This Review of Venice, Italy, offers a comprehensive assessment of the city-region’s
economy and the extent to which its land use, labour market and environmental policies
embrace a metropolitan vision. A new understanding of the provinces of Padua, Treviso
and Venice as an interconnected city-region of 2.6 million people guides this study.
Venice ranks as among the most dynamic and productive city-regions in the OECD, with
high employment levels and growth rates. Though it has thrived on a model of small
firms and industrial clusters, it is undergoing a deep economic transformation. Venice
confronts growing environmental challenges as a result of rising traffic congestion
and costly infrastructure pressures, exacerbated by sprawl. Demographics are also
changing, due to ageing inhabitants, immigrant settlement and the rapid depopulation
of the historic city of Venice. This report offers a comparative analysis of these
issues, utilising the OECD’s metropolitan database to benchmark productivity and growth.

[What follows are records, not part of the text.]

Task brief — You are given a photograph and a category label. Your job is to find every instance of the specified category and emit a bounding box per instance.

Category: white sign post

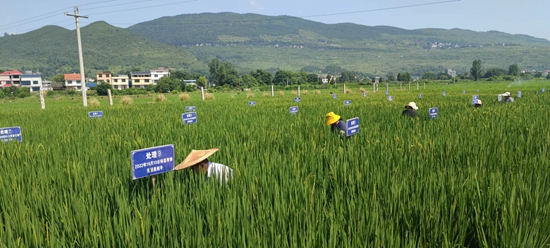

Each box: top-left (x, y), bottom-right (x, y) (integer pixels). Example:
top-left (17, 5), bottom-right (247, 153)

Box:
top-left (40, 90), bottom-right (46, 109)
top-left (107, 89), bottom-right (113, 106)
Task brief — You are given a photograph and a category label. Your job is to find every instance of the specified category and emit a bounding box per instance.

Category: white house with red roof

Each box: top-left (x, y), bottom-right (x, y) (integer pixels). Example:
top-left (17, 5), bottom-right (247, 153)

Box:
top-left (0, 70), bottom-right (23, 89)
top-left (64, 73), bottom-right (82, 90)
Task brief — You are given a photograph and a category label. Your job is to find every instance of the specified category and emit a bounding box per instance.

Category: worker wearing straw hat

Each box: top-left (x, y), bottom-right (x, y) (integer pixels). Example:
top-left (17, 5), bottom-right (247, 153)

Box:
top-left (502, 92), bottom-right (514, 102)
top-left (175, 148), bottom-right (233, 182)
top-left (401, 102), bottom-right (418, 117)
top-left (474, 99), bottom-right (483, 108)
top-left (325, 112), bottom-right (346, 134)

It draws on regional economics, urban planning, transportation studies and hydrology
to throw light on the changes within the city-region. In light of planned inter-city
rail extensions, the Review calls for programmes to increase economic synergies between
Venice and its neighbours. It evaluates key tools for promoting economic growth and
metropolitan governance and proposes enhanced co-ordination of land use policies,
additional business development services for small and medium-sized businesses, and
the enlargement of university-linked innovation. Given frequent flooding, the report
appraises the quality of metropolitan water governance and Venice’s potential to become
a powerful reference for climate change adaptation.